2. Few providers are ready.
While the ACO model has the capacity to function successfully, many providers are not ready for it. Dr. Silverstein says operating an ACO involves having some experience in taking payments for overall patient care and organizations must have the IT structure in place and the know-how to use the data. The capability to do this is limited to areas where capitation is still strong, such as California, areas that have been experimenting with ACO-like products, like Massachusetts, or to organizations that have their own health plan, take risk-based contracts or self-insure and have programs to manage medical costs. He thinks it could take years for other providers to get up to speed.

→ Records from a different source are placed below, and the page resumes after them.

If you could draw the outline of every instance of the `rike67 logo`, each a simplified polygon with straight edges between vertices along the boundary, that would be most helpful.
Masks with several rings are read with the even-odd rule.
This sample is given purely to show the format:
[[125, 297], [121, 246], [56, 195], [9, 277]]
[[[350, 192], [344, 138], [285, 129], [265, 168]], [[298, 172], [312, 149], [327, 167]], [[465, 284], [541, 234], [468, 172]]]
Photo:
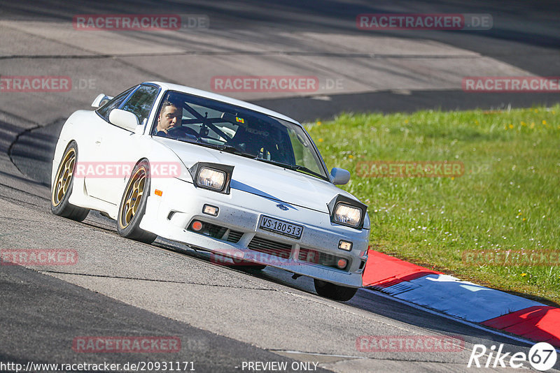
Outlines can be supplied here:
[[503, 344], [500, 344], [498, 350], [496, 346], [491, 346], [489, 350], [484, 344], [475, 344], [467, 367], [505, 368], [509, 365], [512, 368], [527, 368], [524, 363], [528, 362], [533, 369], [544, 372], [554, 367], [558, 358], [554, 347], [547, 342], [533, 345], [528, 355], [524, 352], [513, 355], [511, 352], [504, 353]]

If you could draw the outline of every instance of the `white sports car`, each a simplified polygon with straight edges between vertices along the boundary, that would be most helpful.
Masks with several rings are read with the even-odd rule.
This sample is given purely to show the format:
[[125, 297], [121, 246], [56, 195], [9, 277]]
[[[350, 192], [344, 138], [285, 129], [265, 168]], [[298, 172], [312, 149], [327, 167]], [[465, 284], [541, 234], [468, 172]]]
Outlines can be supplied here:
[[[234, 263], [314, 279], [348, 300], [368, 258], [367, 206], [335, 186], [298, 122], [251, 103], [145, 82], [66, 120], [52, 160], [51, 210], [81, 221], [90, 210], [118, 233], [157, 236]], [[229, 260], [229, 259], [228, 259]]]

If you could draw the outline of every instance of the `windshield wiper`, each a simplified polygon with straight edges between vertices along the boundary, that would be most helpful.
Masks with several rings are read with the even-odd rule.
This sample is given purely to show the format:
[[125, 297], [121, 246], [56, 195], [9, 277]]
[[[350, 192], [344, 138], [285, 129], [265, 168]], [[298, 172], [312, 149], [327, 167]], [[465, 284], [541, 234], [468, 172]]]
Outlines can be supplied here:
[[320, 179], [323, 179], [323, 180], [326, 180], [328, 182], [330, 181], [328, 179], [327, 179], [325, 176], [321, 175], [320, 173], [316, 173], [315, 171], [313, 171], [313, 170], [307, 168], [304, 166], [301, 166], [301, 165], [299, 165], [299, 164], [284, 163], [282, 163], [282, 162], [278, 162], [276, 161], [271, 161], [270, 159], [265, 159], [264, 158], [255, 158], [255, 159], [256, 159], [257, 161], [261, 161], [262, 162], [266, 162], [267, 163], [270, 163], [270, 164], [273, 164], [273, 165], [276, 165], [276, 166], [279, 166], [281, 167], [284, 167], [285, 168], [288, 168], [288, 170], [292, 170], [293, 171], [300, 171], [300, 172], [303, 172], [303, 173], [310, 173], [314, 176], [316, 176], [317, 177], [318, 177]]
[[230, 145], [230, 144], [223, 144], [221, 145], [217, 144], [204, 144], [204, 145], [208, 146], [208, 147], [211, 147], [213, 149], [217, 149], [218, 150], [222, 150], [223, 152], [227, 152], [227, 153], [232, 153], [232, 154], [251, 158], [251, 159], [256, 159], [256, 156], [255, 156], [255, 154], [251, 154], [251, 153], [244, 152], [243, 150], [238, 149], [237, 147]]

3. Hospital-physician collaboration is crucial. Hospitals can no longer be removed from the rest of the healthcare continuum and will have to link up with physicians in particular. Many hospitals are buying up practices, but employing physicians won’t ensure that they will be tightly aligned with the hospital. “It depends upon the compensation plan, management and governance structure,” Dr. Silverstein says. He thinks a hospital can align itself with physicians without buying up practices.

5. It’s still unclear who will run ACOs. “Physician organizations are better positioned to run an ACO because they have the medical know-how and are not burdened by hospital infrastructure, but it remains to be seen if they can pull it together,” Dr. Silverstein says. In many cases, hospital systems or large hospitals may end up running ACOs. Smaller practices and community hospitals will not have the resources and will have to be content to link up with larger organizations.

6. Who runs the ACO will be important. If a hospital runs the ACO, it will want to direct patients to its own surgery operations rather than independent ASCs. But the extent this occurs will depend on the capacity of the hospital to accommodate the extra volume and the ACO arrangement. ACOs in the Medicare shared savings program are going to care about costs, Dr. Silverstein says. When the hospital’s needs are not paramount, the ACO will direct patients to ASCs because they will be the lower-cost, high-quality alternative, he says.

7. Few organizations have the necessary IT. Only a small minority of hospitals can meet meaningful use criteria for supporting electronic health records. Accountable care will require an added level of IT infrastructure than many EHR systems have, involving new elements like disease registries. About 8-10 vendors are developing IT systems for use by ACOs, but demand for them is still thin.